"We instinctively revere the great artist, painter or musician, and society as a whole looks upon them as not quite ordinary beings. And they are not. They are a cut above man. . . . He who can truly communicate to others is a higher being who builds new worlds."
—L. Ron Hubbard

Increasingly, Cruise is as eager to spread the word on his religion as he is to promote his movie projects. For all his proselytizing, it’s getting harder to distinguish the Superstar from the Scientologist. So when, in anticipation of an interview, the actor extends an invitation through his publicist (and sister), Lee Anne De Vette, to take a Scientology tour, it is an intriguing and curious enticement. Would Mel Gibson’s publicist take you through the Vatican? Would Madonna invite you to a bris?

"There’s so much interest," Cruise explains when asked why he invites not only journalists but also studio executives and co-stars to go on tours. "People want to know—how did I do what I’ve done? I don’t believe in hiding things. A lot of people want to hide things and not let people know the truth because they feel that there’s a kind of control or power in that. See, I believe the opposite. If I’ve done something and it’s helped me I’ll turn to anyone and say, ‘Look, I’ve gone this way.’"

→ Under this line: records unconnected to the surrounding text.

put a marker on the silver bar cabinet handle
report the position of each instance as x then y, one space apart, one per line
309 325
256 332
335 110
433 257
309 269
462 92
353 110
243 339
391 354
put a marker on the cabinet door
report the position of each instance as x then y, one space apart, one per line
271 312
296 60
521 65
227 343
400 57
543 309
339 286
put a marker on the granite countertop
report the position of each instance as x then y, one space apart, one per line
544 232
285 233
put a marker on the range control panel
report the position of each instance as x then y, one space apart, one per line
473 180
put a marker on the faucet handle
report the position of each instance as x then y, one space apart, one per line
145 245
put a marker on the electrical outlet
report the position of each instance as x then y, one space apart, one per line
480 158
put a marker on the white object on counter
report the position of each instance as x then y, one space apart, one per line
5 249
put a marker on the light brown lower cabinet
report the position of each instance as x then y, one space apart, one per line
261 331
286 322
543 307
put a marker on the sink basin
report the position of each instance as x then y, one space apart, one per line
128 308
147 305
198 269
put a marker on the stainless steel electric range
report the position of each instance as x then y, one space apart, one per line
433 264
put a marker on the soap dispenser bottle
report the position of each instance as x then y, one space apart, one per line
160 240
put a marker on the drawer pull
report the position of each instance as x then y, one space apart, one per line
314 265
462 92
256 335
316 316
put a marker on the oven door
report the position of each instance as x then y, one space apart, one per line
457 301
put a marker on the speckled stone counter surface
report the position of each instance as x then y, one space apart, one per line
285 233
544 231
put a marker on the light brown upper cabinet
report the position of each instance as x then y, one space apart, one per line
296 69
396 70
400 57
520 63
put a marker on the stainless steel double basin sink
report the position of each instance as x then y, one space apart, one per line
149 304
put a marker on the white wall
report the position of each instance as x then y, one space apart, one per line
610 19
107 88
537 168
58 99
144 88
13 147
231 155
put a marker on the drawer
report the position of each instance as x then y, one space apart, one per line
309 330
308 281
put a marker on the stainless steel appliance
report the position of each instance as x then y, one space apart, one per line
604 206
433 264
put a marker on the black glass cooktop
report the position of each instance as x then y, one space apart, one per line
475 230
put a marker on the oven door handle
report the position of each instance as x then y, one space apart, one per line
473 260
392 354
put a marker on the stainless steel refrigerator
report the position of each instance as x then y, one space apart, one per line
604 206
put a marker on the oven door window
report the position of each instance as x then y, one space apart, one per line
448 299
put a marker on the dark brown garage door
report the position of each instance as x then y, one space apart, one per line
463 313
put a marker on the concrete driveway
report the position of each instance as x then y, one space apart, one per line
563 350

The crash course spans six hours and three facilities and includes lectures and exhibits on the evils of psychiatry, drug abuse, and illiteracy ("crimes against humanity," Cruise calls them); a swing through the church’s Celebrity Centre International; and "a gift from Tom"—a pricey black nylon computer bag with a card embossed with TOM CRUISE on one side and your name on the other. Inside are various Scientology materials and DVDs, including This is Scientology and How to Use Dianetics, plus a bright-orange pamphlet titled The Way to Happiness, whose cover features in large letters the sentiment YOUR HAPPINESS MEANS THE WORLD TO ME, with Cruise’s name printed beneath it. There’s also a wrapped and ribboned box containing a plasticized Code of Honor—Scientology’s equivalent of the Ten Commandments, only they have 15. It is the same plaque Cruise sent to industry executives for the holidays. Among the precepts:
3. Never desert a group to which you owe your support.
5. Never need praise, approval or sympathy.
6. Never compromise with your own reality.
8. Do not give or receive communication unless you yourself desire it.
12. Never fear to hurt another in a just cause.
13. Don’t desire to be liked or admired.

Cruise’s amped-up openness about his beliefs and willingness to spread Hubbard-brand happiness were very much in evidence during the filming of War of the Worlds, where he pitched a Scientology tent staffed by "volunteer ministers"—well-groomed men in suits offering "assists" to anyone on the cast and crew. Justin Chatwin, who plays Cruise’s son in the movie, jokingly called them Men in Black, but was not above exploring what they had to offer.